In his time at UAB, Dr. Herman F. Lehman Jr., DDS, MPH played an unforgettable role in educating and equipping a generation of students who went on to accomplish remarkable feats in public health. Dr. Lehman’s impact on students was immense and widespread. Originally trained as a dentist, Dr. Lehman transitioned into a second career of academia and quickly distinguished himself as a tireless advocate for both his students and the field of epidemiology. A believer in the Socratic method, he mentored hundreds of students through probing questions and riddles, and in the 1970s, went on to help save UAB’s academic program in epidemiology and is credited for creating the first cancer registry in Alabama history. In the late 1980s, Dr. Lehman directed the UAB School of Public Health’s Gulf Shores satellite weekend MPH program, and it was not uncommon for classes in Gulf Shores to be paired with walks along the beach, allowing students to continue their lively discussions.

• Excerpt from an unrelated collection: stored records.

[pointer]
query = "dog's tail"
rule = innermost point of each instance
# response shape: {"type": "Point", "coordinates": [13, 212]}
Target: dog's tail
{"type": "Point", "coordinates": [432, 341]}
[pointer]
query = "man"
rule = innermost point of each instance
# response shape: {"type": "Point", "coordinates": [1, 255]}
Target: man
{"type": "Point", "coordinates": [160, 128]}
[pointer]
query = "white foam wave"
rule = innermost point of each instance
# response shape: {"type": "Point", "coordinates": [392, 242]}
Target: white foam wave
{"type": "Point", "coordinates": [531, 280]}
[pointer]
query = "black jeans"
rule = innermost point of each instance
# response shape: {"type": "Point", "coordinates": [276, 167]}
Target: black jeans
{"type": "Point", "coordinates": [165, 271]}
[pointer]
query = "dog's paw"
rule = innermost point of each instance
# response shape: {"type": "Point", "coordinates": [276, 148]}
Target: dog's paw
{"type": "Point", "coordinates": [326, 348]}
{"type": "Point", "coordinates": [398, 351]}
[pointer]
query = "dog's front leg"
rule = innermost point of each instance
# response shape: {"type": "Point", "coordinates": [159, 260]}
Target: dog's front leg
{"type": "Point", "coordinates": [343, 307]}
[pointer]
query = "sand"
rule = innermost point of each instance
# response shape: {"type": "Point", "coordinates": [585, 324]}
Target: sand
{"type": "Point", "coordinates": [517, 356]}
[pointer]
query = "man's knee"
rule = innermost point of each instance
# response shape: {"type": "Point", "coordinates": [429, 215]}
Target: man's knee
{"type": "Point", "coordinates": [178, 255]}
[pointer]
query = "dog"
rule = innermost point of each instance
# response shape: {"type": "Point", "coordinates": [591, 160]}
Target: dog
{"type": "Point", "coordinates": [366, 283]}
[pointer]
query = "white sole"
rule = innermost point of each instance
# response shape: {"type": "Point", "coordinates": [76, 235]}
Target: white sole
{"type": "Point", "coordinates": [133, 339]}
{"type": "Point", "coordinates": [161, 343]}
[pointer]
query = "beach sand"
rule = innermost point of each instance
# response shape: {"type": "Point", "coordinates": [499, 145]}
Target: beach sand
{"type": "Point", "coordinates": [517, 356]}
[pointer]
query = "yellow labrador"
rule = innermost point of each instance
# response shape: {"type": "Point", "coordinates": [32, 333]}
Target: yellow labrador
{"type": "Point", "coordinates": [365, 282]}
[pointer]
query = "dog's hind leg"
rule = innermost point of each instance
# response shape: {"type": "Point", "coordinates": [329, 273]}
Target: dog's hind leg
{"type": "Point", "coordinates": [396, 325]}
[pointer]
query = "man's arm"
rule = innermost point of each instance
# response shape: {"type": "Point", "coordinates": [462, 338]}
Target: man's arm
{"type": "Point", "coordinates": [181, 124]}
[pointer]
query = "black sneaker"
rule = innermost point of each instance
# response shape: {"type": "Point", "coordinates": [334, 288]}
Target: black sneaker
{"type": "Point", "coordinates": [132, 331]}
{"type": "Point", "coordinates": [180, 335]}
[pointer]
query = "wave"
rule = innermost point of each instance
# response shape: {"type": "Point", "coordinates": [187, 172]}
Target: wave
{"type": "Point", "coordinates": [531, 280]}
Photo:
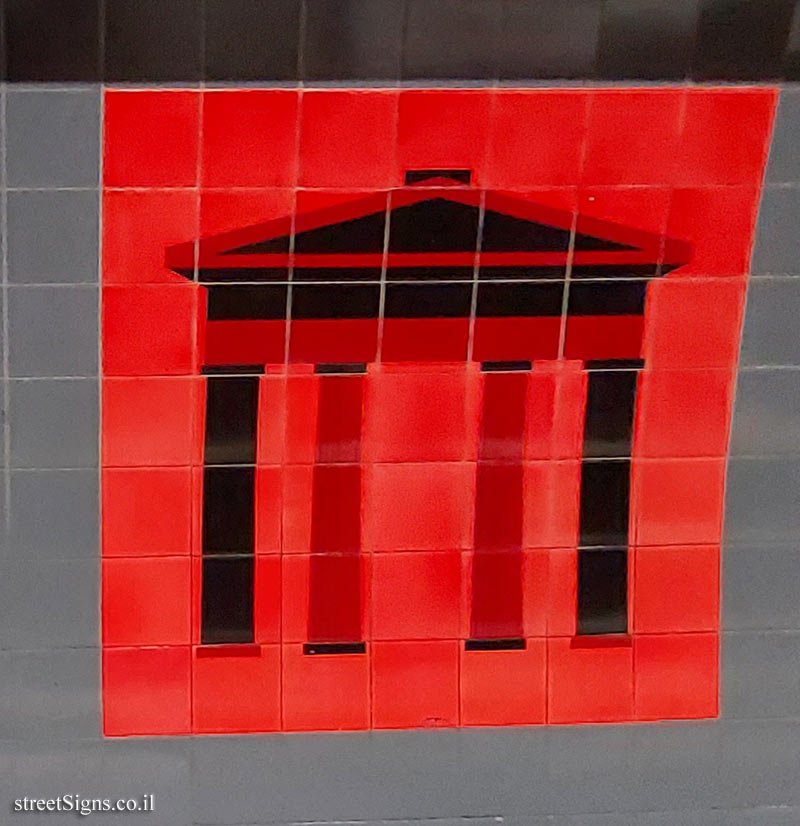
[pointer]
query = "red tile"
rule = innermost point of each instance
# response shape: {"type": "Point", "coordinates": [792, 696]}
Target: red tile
{"type": "Point", "coordinates": [348, 138]}
{"type": "Point", "coordinates": [250, 137]}
{"type": "Point", "coordinates": [555, 410]}
{"type": "Point", "coordinates": [237, 693]}
{"type": "Point", "coordinates": [726, 136]}
{"type": "Point", "coordinates": [719, 222]}
{"type": "Point", "coordinates": [677, 502]}
{"type": "Point", "coordinates": [147, 512]}
{"type": "Point", "coordinates": [335, 341]}
{"type": "Point", "coordinates": [512, 339]}
{"type": "Point", "coordinates": [683, 413]}
{"type": "Point", "coordinates": [151, 138]}
{"type": "Point", "coordinates": [504, 688]}
{"type": "Point", "coordinates": [589, 684]}
{"type": "Point", "coordinates": [416, 596]}
{"type": "Point", "coordinates": [604, 337]}
{"type": "Point", "coordinates": [269, 509]}
{"type": "Point", "coordinates": [418, 506]}
{"type": "Point", "coordinates": [296, 580]}
{"type": "Point", "coordinates": [551, 491]}
{"type": "Point", "coordinates": [271, 425]}
{"type": "Point", "coordinates": [633, 136]}
{"type": "Point", "coordinates": [151, 421]}
{"type": "Point", "coordinates": [149, 330]}
{"type": "Point", "coordinates": [676, 676]}
{"type": "Point", "coordinates": [415, 684]}
{"type": "Point", "coordinates": [562, 592]}
{"type": "Point", "coordinates": [138, 226]}
{"type": "Point", "coordinates": [536, 138]}
{"type": "Point", "coordinates": [691, 323]}
{"type": "Point", "coordinates": [267, 599]}
{"type": "Point", "coordinates": [420, 339]}
{"type": "Point", "coordinates": [676, 589]}
{"type": "Point", "coordinates": [323, 692]}
{"type": "Point", "coordinates": [421, 414]}
{"type": "Point", "coordinates": [146, 601]}
{"type": "Point", "coordinates": [444, 129]}
{"type": "Point", "coordinates": [146, 691]}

He was passionate about teaching epidemiology and biostatistics to students from lower Alabama who were eager to delve into the public health field but were unable to travel to Birmingham to take courses.

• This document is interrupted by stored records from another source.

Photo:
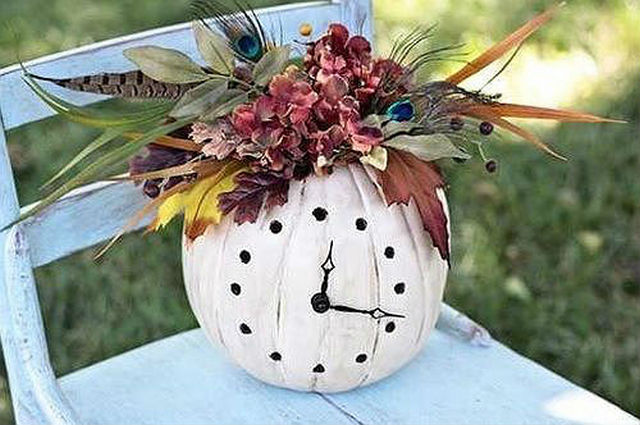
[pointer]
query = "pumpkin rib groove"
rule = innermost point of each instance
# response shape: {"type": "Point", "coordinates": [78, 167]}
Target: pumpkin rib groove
{"type": "Point", "coordinates": [421, 267]}
{"type": "Point", "coordinates": [218, 279]}
{"type": "Point", "coordinates": [377, 274]}
{"type": "Point", "coordinates": [327, 326]}
{"type": "Point", "coordinates": [280, 273]}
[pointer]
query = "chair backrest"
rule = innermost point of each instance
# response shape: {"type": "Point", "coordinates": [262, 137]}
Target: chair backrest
{"type": "Point", "coordinates": [95, 212]}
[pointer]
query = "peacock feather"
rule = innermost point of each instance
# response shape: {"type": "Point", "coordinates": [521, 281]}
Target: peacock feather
{"type": "Point", "coordinates": [238, 23]}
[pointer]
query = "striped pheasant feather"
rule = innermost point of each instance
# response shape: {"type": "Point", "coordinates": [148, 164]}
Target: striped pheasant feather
{"type": "Point", "coordinates": [132, 84]}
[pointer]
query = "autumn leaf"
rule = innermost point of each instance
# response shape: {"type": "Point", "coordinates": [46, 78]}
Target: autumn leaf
{"type": "Point", "coordinates": [249, 194]}
{"type": "Point", "coordinates": [408, 177]}
{"type": "Point", "coordinates": [199, 202]}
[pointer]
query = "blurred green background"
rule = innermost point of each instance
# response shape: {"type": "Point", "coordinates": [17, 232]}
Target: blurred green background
{"type": "Point", "coordinates": [546, 254]}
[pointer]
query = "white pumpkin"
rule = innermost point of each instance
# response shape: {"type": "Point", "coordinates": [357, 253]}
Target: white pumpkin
{"type": "Point", "coordinates": [251, 285]}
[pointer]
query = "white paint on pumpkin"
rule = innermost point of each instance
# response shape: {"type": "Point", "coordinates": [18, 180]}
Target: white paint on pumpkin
{"type": "Point", "coordinates": [284, 272]}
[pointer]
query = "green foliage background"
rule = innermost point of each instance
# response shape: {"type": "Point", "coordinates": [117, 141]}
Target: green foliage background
{"type": "Point", "coordinates": [546, 254]}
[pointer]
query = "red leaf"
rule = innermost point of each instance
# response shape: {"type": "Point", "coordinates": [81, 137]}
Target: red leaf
{"type": "Point", "coordinates": [408, 177]}
{"type": "Point", "coordinates": [249, 195]}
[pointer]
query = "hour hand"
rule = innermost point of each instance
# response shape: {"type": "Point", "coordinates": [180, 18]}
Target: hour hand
{"type": "Point", "coordinates": [376, 313]}
{"type": "Point", "coordinates": [320, 300]}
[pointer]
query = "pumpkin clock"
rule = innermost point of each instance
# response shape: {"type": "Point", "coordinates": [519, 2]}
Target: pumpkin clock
{"type": "Point", "coordinates": [331, 291]}
{"type": "Point", "coordinates": [316, 229]}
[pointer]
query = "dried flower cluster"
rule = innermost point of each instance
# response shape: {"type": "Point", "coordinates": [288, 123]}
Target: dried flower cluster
{"type": "Point", "coordinates": [231, 135]}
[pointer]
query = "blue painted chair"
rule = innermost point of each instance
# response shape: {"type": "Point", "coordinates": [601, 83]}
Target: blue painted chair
{"type": "Point", "coordinates": [181, 379]}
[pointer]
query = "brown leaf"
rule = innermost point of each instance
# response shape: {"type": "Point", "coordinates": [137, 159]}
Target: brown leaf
{"type": "Point", "coordinates": [250, 193]}
{"type": "Point", "coordinates": [407, 177]}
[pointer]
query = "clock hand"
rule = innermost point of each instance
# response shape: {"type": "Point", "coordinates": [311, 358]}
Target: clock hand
{"type": "Point", "coordinates": [320, 301]}
{"type": "Point", "coordinates": [376, 313]}
{"type": "Point", "coordinates": [327, 267]}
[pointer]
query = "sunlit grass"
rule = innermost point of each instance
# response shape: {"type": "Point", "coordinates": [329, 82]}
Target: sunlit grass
{"type": "Point", "coordinates": [546, 254]}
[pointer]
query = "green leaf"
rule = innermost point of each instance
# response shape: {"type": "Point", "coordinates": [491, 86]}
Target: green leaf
{"type": "Point", "coordinates": [272, 63]}
{"type": "Point", "coordinates": [103, 165]}
{"type": "Point", "coordinates": [166, 65]}
{"type": "Point", "coordinates": [197, 100]}
{"type": "Point", "coordinates": [427, 147]}
{"type": "Point", "coordinates": [394, 128]}
{"type": "Point", "coordinates": [225, 104]}
{"type": "Point", "coordinates": [214, 49]}
{"type": "Point", "coordinates": [108, 136]}
{"type": "Point", "coordinates": [95, 118]}
{"type": "Point", "coordinates": [377, 158]}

Dr. Lehman is also remembered for his artistic impact that went beyond the classroom. He took great pride in creating and leading the South 20th Street Skiffle Society, a band composed entirely of UAB School of Public Health faculty and staff, who often performed at popular Birmingham venues. In his free time, Dr. Lehman expounded upon his encyclopedic knowledge of baseball trivia, college football lore, and jazz history. He often regaled students with private concerts from the comfort of the piano in his office, and even taught a night course on the history of jazz.

Sixteen years after dedicating the classroom in Dr. Lehman’s memory, renovating and updating the classroom became one of the School of Public Health’s top priorities. The renovation involved upgrading the classroom lighting to LED, and improving the flooring, walls, ceiling, and window treatments. The latest classroom technology and projection surfaces were installed to enhance the delivery of on-campus and remote learning instruction formats. The former fold-up desk top surfaces have been converted to larger, stationary desktops with the addition of ADA-compliant seating, all while maintaining the Lehman’s room capacity for 120 guests. The classroom’s renovation was led by the UAB School of Public Health’s Director of Administration & Fiscal Affairs, Leigh Anne Robertson.

“On behalf of the UAB School of Public Health, we are delighted to honor Dr. Lehman’s legacy through this state-of-the-art renovation to the RPHB 407 classroom,” said Paul Erwin, M.D., DrPH, dean of the UAB School of Public Health. “I want to thank the many generous donors to this project, whose names are included in a wall-mounted plaque in the room. The thoughtful decisions made to upgrade the technology and learning spaces in this classroom will allow for an enhanced educational experience for both our public health students and guests of visiting speakers. We are proud of the Dr. Herman F. Lehman Classroom and I look forward to witnessing the exchanges of ideas and knowledge that will unfold within it.”

With the help of dedicated partners in the community, the UAB School of Public Health has been able to ensure not only that the classroom provides a world-class environment for our students, but also that it lives up to Dr. Lehman’s extraordinary legacy. In addition to funding provided by the UAB School of Public Health, a fundraising campaign led by the School of Public Health’s Alumni Affairs team raised nearly $25,000 towards the total cost. The school held a ribbon cutting ceremony on October 15th, 2021, and activities in the classroom have officially resumed.